At this time I would like to "Officially Welcome" you to the "Distance Casting" forum.


----------



## mistwist (Mar 29, 2004)

Hmm, I am beginning to think, radio control helicopter and some kind of breakawy set up.... maybe a 3 ft long fuse, in a plastic tube, fire cracker fuse, a lil slower burning tho, knotted around a 12 inch piece of mono with a swivel on either end....hook the swivel into the same snap as your sinker.... get it out there where ya want it, wait for the fuse to burn through the string.... voila, your where you want to be, exactly...LOL


and I thought fishing was going to keep me out of trouble....LOL

Mistwist


----------



## mistwist (Mar 29, 2004)

Hmm, I am beginning to think, radio control helicopter and some kind of breakawy set up.... maybe a 3 ft long fuse, in a plastic tube, fire cracker fuse, a lil slower burning tho, knotted around a 12 inch piece of mono with a swivel on either end....hook the swivel into the same snap as your sinker.... get it out there where ya want it, wait for the fuse to burn through the string.... voila, your where you want to be, exactly...LOL


and I thought fishing was going to keep me out of trouble....LOL

Mistwist


----------



## Wrong Way (May 29, 2003)

Cool topic back from the grave. That helicopter idea is just nuts. RC helicopters run in the thousands and totally not worth risk sinking in the depths of the sea. Way back when, I saw a fishing show where these guys were on a boat fishing for catfish near a dam. There were limits on now close you can get so what these guys did was rig an RC boat to deliver and drop the bait at the dam wall. It was pretty cool and they ended up with some monster catfish. 
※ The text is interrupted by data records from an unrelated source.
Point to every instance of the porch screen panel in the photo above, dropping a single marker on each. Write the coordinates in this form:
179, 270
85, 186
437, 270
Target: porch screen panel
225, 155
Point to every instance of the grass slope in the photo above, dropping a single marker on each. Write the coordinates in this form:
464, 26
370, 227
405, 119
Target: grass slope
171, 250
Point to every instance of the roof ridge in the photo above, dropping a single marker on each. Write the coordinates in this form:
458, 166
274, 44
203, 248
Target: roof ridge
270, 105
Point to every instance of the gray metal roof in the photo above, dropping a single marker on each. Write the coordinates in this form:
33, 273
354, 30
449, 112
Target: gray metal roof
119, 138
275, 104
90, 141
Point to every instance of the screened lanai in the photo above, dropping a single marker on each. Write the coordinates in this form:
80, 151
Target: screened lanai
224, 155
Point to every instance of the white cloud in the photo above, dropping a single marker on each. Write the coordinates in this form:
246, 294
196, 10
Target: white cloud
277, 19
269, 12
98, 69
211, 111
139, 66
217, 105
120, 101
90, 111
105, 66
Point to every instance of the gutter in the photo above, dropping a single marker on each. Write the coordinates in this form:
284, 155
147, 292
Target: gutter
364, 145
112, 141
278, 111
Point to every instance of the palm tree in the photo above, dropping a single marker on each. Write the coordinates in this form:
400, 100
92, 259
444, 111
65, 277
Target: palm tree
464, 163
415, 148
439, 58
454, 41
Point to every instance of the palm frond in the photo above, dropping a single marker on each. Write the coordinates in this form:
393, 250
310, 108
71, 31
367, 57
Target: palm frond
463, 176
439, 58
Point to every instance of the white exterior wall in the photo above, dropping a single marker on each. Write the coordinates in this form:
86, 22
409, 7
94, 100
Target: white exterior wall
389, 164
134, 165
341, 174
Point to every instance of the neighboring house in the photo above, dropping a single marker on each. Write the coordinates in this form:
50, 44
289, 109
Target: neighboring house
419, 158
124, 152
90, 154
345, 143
If you have some extra cash laying around, get yourself a 3' deep-V electric RC boat and a good radio. With good electronics you can get your bait out there 1/4 mile on a clear day.


----------



## mistwist (Mar 29, 2004)

Yea but dad has an RC copter, not a boat...LOL 

The radio was the most expensive part, then servos etc. It has already taken a "dip", Dad thought a good place to "learn" was the sand bars on cape cod where the tide goes out a mile, had to replace servos and do a some..... "remodeling", but overall it faired pretty well, not as bad as you would think. 

Sinkin it, well he might get just a lil irratated with that... but really it is no stupider than him not realizing the light on the charger was not lit and then lossing a brandy new plane into a swamp because the radio went dead... now that I think about it, me volunteering to go look for it might have been the stupid part....LOL

You'd never know the 2 of us are adults would ya....


----------



## longcaster (Oct 3, 2000)

*Official Welcome*

Hi "mistwist",

At this time I would like to "Officially Welcome" you to the "Distance Casting" forum.


----------



## OL Bluesguy (Mar 3, 2004)

A while ago I saw a program where two guys were fishing for large catfish near a dam that had restrictions as to how close you could get to the dam in your boat.
What they did was build a radio controlled boat with the bottom half of a troling motor for power.
the boat looked at least three feet long and carried a deep cycle battery.
they had some sort of hooks that they put there lines in that were radio controled to open and drop their lins in .
They just hooked up their baited lines drove the boat out with their bales open ,and dropped in the line in.
then they just drove the little boat back to their boat.
worked like a charm.
OBG


----------



## Don B (Jul 28, 2001)

*Slider*

The following url may be of interest

(remove the quotes)

"http://floridasurffishing.net/forum/dcboard.php?az=show_mesg&forum=100&topic_id=11265&mesg_id=11265&page="


----------



## longcaster (Oct 3, 2000)

*Official Welcome*

Hi "OL Bluesguy",

At this time I would like to "Officially Welcome" you to the "Distance Casting" forum.


----------